Many years later while watching an episode of the TV serial “Mahabharata” in San Jose, there was a dialogue from God declaring something like, “I shall appear in front of my devotee in whatever form the devotee worships me ….” Remembering my childhood vision I connected that dialogue to conclude that my conception of God and spiritual beings in the form of all-white costumed priestly figures may have caused me to see God or his angel, Saraosha, in such a form.
Some people believe that we don’t need to go to a temple or any special place to find God, and in a sense it is true for some people. But for me and many others, a place that has been sanctified, kept clean, and filled with the accumulated vibrations of prayers (manthras) creates an environment that is conducive to connection to the divine.
Whether it is a temple, church, mosque, or a corner of our residence that is kept clean and used regularly for prayers, psychologically and physically such a place helps us get closer to God.

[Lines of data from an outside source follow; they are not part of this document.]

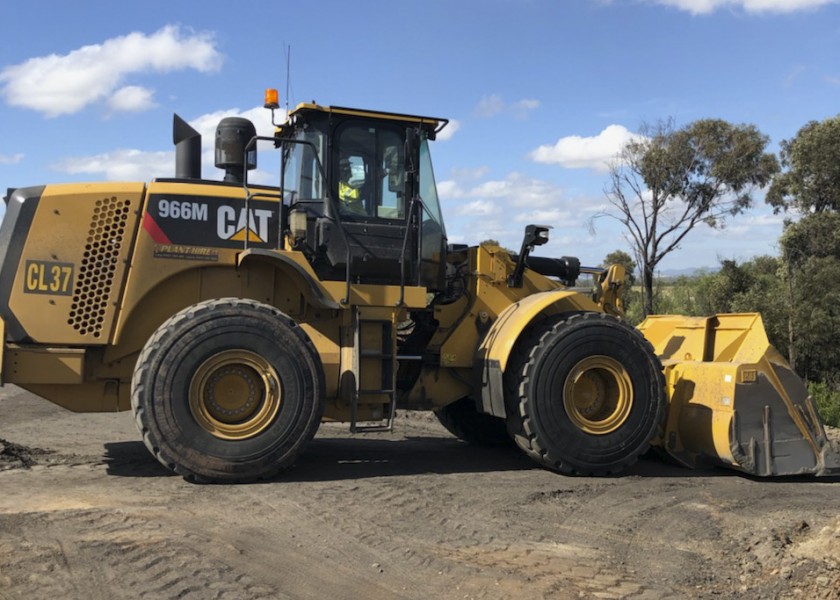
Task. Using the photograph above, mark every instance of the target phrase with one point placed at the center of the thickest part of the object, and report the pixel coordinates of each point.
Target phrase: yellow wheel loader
(232, 318)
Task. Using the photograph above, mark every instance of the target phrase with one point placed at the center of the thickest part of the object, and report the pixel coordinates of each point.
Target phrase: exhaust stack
(187, 149)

I have not had a similar experience later in life, but there have been a few instances when my heartfelt prayers to God during difficult times have been answered in an almost miraculour manner. We grow up inheriting our religious faith from our parents, but sometimes we have doubts about the existence of God or about God’s power against evil, especially when we see injustice, suffering of good people, and evildoers enjoying life. Personal experiences of a miraculous nature helped me to fight such occasional doubts.
One consequence of the special event of my youth has been to inspire me to become a priest in later life.

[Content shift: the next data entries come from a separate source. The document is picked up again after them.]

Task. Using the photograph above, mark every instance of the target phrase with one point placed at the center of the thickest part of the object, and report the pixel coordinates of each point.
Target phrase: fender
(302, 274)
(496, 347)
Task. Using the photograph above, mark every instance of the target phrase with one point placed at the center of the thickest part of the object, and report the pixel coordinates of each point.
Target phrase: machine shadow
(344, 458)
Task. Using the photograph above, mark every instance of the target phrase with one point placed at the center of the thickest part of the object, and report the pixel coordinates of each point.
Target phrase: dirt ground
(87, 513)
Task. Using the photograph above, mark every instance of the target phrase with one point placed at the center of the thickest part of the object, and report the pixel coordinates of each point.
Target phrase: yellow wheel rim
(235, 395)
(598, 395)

Although I wished to become a priest in my youth, I could not do so because it was hereditary and my father was not a priest. After working as an engineer and software manager most of my career, I finally got the opportunity when the North American Priest Council, responding to a shortage of practicing priests in the U.S. and Canada, offered to train anyone regardless of heredity. I finally fulfilled my childhood dream and now enjoy serving the community with prayers on happy as well as sad occasions.
Maneck N. Bhujwala lives in Huntington Beach with his wife, Mahrukh, and volunteers as a priest.